Candelora

La luce che splende, la tenebra non l’ha soffocata

06 Feb 2026

di Luana Comma
La celebrazione della Presentazione del Signore apre uno spazio di riflessione che va oltre il gesto liturgico e tocca il cuore stesso della rivelazione cristiana. Ciò che Simeone accoglie tra le braccia non è semplicemente un compimento rituale, ma il manifestarsi di una presenza capace di dare orientamento all’esistenza umana. In quel bambino si rivela un principio che non resta esterno all’uomo, ma lo raggiunge nel punto più profondo della sua domanda di senso.
Nella tradizione veterotestamentaria, la luce che guida il cammino dell’uomo è intimamente connesso alla Legge di Mosè. La Torah è intesa come dono che custodisce l’alleanza e rende praticabile la vita davanti a Dio. Il Salmo afferma con chiarezza: «Lampada è la tua parola per i miei passi, luce sul mio sentiero» (Sal 119,105).

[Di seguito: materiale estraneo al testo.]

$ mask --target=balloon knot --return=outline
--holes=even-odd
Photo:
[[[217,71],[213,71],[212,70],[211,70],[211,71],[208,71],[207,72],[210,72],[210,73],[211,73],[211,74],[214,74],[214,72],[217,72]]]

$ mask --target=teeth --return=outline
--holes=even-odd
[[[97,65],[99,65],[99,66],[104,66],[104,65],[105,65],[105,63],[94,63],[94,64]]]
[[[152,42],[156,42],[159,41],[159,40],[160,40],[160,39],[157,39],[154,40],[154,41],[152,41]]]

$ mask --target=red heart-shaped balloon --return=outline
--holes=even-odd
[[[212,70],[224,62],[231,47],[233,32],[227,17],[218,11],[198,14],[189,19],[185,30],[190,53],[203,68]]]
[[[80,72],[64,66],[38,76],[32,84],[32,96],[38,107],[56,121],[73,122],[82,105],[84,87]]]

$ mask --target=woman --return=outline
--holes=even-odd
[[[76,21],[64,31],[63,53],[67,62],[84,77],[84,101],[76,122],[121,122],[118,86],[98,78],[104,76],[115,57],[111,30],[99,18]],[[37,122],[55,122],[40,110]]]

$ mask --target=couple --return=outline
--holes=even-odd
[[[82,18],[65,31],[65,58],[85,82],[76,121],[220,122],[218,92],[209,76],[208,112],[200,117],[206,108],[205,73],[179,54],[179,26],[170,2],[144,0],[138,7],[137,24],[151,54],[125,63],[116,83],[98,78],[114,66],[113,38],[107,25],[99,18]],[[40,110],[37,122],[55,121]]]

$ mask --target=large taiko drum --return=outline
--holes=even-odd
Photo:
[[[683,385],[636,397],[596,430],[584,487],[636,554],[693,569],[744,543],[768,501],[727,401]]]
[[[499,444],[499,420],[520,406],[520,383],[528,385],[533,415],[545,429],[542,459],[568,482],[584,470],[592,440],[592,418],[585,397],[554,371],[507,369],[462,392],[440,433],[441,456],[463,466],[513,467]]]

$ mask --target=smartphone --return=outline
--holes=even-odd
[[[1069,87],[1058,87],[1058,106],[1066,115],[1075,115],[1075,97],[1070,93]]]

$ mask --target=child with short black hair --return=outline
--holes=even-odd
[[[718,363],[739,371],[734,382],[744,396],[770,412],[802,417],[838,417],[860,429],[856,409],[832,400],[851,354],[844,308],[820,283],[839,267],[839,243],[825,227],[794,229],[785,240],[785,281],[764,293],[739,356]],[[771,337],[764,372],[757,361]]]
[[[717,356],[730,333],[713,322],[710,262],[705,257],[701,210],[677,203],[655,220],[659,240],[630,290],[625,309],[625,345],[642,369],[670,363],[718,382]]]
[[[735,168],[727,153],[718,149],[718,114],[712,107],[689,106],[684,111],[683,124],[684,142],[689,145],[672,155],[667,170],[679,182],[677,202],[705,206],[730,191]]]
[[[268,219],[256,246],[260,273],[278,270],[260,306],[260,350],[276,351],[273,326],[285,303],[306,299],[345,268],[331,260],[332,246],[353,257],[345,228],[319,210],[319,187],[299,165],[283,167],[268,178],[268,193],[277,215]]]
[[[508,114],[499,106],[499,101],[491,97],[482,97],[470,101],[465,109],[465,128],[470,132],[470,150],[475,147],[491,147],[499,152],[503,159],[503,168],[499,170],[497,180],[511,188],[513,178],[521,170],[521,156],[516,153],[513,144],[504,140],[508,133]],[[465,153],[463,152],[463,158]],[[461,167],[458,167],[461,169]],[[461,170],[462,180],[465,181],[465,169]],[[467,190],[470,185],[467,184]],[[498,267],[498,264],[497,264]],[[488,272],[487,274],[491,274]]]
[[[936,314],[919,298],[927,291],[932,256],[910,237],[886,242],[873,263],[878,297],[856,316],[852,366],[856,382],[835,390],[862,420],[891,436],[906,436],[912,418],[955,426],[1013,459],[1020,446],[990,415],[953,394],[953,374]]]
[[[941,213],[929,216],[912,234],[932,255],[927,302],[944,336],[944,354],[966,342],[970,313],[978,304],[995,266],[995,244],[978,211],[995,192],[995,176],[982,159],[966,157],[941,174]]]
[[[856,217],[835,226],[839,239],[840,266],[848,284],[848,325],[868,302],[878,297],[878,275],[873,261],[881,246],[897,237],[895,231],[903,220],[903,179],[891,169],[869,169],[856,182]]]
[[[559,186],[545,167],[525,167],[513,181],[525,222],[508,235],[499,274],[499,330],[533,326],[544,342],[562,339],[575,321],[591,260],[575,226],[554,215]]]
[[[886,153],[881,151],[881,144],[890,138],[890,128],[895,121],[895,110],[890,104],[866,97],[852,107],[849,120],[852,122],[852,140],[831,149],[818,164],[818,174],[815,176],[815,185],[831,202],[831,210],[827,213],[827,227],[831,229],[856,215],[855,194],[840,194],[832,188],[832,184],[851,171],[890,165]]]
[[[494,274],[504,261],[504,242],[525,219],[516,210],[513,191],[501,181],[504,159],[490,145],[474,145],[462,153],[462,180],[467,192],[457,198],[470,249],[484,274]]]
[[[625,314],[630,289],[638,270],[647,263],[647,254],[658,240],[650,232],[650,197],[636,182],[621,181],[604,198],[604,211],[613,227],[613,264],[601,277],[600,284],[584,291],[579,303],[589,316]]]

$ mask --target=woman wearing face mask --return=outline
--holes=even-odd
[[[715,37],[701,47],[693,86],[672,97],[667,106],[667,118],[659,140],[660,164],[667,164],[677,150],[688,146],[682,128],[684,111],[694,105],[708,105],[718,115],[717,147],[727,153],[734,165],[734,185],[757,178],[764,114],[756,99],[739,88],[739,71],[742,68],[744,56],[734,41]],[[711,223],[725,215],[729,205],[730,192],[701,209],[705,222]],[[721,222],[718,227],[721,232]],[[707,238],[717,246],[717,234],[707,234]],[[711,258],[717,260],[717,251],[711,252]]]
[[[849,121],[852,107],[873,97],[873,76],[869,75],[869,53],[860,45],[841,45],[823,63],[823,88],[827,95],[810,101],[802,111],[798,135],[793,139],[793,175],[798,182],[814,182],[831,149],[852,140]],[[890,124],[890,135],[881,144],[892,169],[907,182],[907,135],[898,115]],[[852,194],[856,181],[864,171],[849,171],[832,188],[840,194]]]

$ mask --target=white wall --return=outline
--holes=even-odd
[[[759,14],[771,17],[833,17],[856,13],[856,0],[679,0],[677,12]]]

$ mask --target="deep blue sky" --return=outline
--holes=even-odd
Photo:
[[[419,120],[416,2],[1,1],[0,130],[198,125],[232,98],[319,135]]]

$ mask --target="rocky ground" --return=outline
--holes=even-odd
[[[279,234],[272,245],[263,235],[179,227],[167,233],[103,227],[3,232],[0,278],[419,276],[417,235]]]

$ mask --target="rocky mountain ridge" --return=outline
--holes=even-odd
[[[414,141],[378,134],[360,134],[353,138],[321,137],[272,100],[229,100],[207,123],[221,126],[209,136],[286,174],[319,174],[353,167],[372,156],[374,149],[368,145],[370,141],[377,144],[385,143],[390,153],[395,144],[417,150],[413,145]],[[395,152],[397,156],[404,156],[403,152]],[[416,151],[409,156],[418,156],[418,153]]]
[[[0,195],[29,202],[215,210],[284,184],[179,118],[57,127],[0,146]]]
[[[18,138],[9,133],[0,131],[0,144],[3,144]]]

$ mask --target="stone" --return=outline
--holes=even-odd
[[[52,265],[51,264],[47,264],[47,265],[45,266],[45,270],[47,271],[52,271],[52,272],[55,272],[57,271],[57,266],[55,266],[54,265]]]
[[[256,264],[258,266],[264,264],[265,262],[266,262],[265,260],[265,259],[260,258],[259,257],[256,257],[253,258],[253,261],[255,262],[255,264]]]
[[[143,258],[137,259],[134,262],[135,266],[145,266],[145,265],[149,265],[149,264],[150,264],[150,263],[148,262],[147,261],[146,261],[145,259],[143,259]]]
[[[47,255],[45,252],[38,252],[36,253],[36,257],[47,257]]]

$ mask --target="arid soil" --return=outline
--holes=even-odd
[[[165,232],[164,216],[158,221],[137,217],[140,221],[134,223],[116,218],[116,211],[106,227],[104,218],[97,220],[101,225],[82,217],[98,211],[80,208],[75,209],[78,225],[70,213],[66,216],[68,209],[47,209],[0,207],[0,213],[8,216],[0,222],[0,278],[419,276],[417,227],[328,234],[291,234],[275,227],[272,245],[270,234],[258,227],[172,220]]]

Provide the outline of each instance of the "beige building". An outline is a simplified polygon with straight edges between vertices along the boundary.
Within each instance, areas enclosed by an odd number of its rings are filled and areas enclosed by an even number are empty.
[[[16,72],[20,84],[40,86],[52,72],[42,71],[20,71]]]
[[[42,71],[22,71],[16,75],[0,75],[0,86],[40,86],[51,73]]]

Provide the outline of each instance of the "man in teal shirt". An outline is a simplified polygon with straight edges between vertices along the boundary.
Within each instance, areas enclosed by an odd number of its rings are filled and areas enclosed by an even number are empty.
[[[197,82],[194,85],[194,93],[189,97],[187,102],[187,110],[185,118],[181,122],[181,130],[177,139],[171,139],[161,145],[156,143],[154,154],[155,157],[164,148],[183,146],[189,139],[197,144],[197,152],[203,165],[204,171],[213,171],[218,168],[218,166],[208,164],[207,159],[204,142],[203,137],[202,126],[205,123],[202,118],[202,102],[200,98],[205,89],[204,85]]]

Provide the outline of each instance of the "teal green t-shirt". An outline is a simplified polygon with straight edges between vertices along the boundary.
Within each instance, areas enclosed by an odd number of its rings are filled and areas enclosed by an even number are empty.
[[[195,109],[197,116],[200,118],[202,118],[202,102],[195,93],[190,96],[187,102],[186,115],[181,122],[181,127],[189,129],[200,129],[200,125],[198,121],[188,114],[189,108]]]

Essa precede l’agire, ne stabilisce i confini e preserva dall’erranza. In questo orizzonte, l’uomo vive sotto una guida che gli viene incontro dall’esterno, offrendo criteri stabili per la sua condotta.
Con l’evento di Cristo, tale prospettiva viene radicalmente riorientata. Il Vangelo di Giovanni compie un passaggio decisivo: ciò che illumina non è più soltanto ciò che orienta la vita, ma ciò che coincide con essa. «In lui era la vita e la vita era la luce degli uomini» (Gv 1,4). La rivelazione non si presenta anzitutto come insegnamento, ma come esistenza donata, nella quale il volto di Dio diventa riconoscibile. Non è più una norma a precedere l’uomo, ma una presenza che lo raggiunge e lo trasforma dall’interno.
Da qui scaturiscono conseguenze antropologiche decisive. L’identità dell’uomo non si definisce primariamente nella conformità a una prescrizione, ma nella sua apertura alla vita che gli viene incontro. Il Vangelo non impone dall’alto un comando, ma dischiude una possibilità di pienezza. L’esistenza non è valutata sulla correttezza formale, bensì sulla sua capacità di generare vita. La verità si riconosce laddove qualcosa fiorisce.
L’intera vicenda di Gesù si colloca entro questa logica. Nei segni compiuti e nelle parole pronunciate emerge una priorità non negoziabile: la vita precede ogni sistema dottrinale. La risurrezione di Lazzaro, la guarigione del cieco nato, le azioni compiute in giorno di sabato non sono provocazioni arbitrarie, ma rivelazioni di un ordine più profondo. Quando la Legge diventa ostacolo, essa perde il suo significato originario. Gesù non la relativizza, ma la riconduce alla sua funzione autentica: essere al servizio dell’uomo.
In questa prospettiva, ciò che Cristo porta non coincide con un nuovo assetto religioso, ma con la manifestazione di Dio come alleato della vita. Viene così smascherata ogni riduzione ideologica del sacro e restituita all’uomo la sua vocazione più vera: vivere. La fede non nasce dall’adesione a un sistema chiuso, ma dall’incontro con una presenza che apre l’esistenza a un orizzonte più ampio.
Il Vangelo, tuttavia, non ignora la realtà dell’oscurità. «La luce splende nelle tenebre e le tenebre non l’hanno soffocata» (Gv 1,5). Le tenebre non coincidono solo con il rifiuto storico di Gesù, ma designano ogni forma di potere che, in nome dell’ordine o dell’efficienza, ostacola la pienezza dell’umano. Esse emergono là dove l’uomo viene sacrificato a un’idea, a una struttura o a un’ideologia che pretende di decidere chi o cosa meriti di vivere.
Lo splendore che promana da Cristo non affronta l’oscurità con la forza, ma la attraversa nella logica del dono. Non elimina il conflitto, ma lo assume, mostrando che la vita è più forte di ogni chiusura. Qui si concentra il cuore della proposta cristiana: non una verità da imporre, ma un’esistenza da accogliere.

In questa prospettiva, anche l’esperienza credente di oggi è chiamata a un discernimento esigente. Riconoscere Cristo come principio che illumina significa interrogarsi su ciò che, nella vita personale ed ecclesiale, genera vita e su ciò che invece la soffoca. La fede diventa così uno spazio di responsabilità, nel quale scegliere ogni giorno ciò che permette all’uomo di giungere alla pienezza. È in questo esercizio quotidiano che la luce continua a splendere, anche quando le tenebre sembrano avere l’ultima parola.